There's a lot going on with the Navy's next generation of nuclear subs, the Virginia class. Instead of traditional periscopes, think telescoping photonic sensors. Instead of blade-powered propulsion, think pump jets.
We've got a sneak peak of the construction going on for the next batch of Virginias in the works, Block III. That includes the USS Washington, which was christened earlier this year, but has yet to swim the high seas.
Newport News Shipbuilding riggers Christopher Parrish (in the gray sweatshirt) and Henry Dillard (in a red shirt) fit a charcoal filter to the fan room for the Virginia-class submarine Indiana. Ricky Campbell, inside the unit, waits to clamp the filter into position.
The Indiana was laid down in 2014 but has yet to be christened or officially commissioned.
The bow section of Virginia-class submarine Illinois (SSN 786) is moved to the river to be transported. It was christened in October 2015 by First Lady Michelle Obama, but it still officially under construction.
The bow units of Washington and Colorado (SSN 788) fill one side of the Supplemental Modular Outfitting Facility. The facility itself is impressive: 65,000 square feet of production area and four main bays for construction, as well as 17 specialized work spaces, offices and areas for lunch breaks.
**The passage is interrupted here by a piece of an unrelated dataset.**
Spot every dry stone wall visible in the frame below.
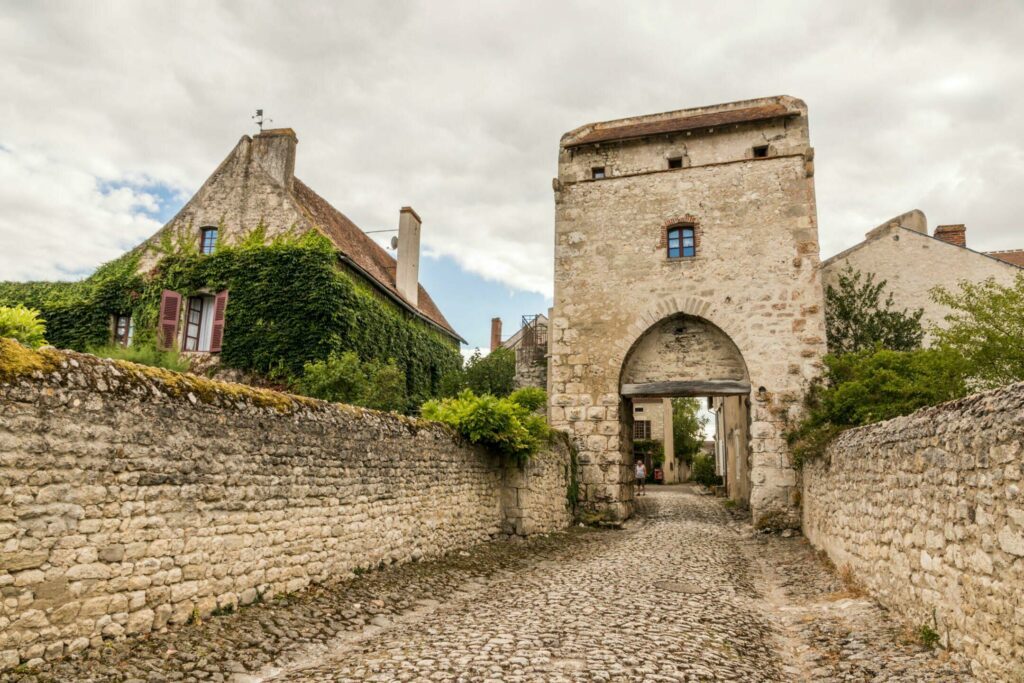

A panorama of Newport News Shipbuilding taken from the Floating Dry Dock showing (left to right) USS Abraham Lincoln (CVN 72); the bow unit of Illinois being moved to a sea shuttle; Gerald R. Ford (CVN 78) undergoing final outfitting, and USS Enterprise (CVN 65) undergoing inactivation.
Mike Bishop, left, and Daniel Evans fit a plate on a diving plane for Indiana. Diving planes, sometimes called hydroplanes, allow the vessel to pitch its bow and stern up or down...all the better to surface or submerge.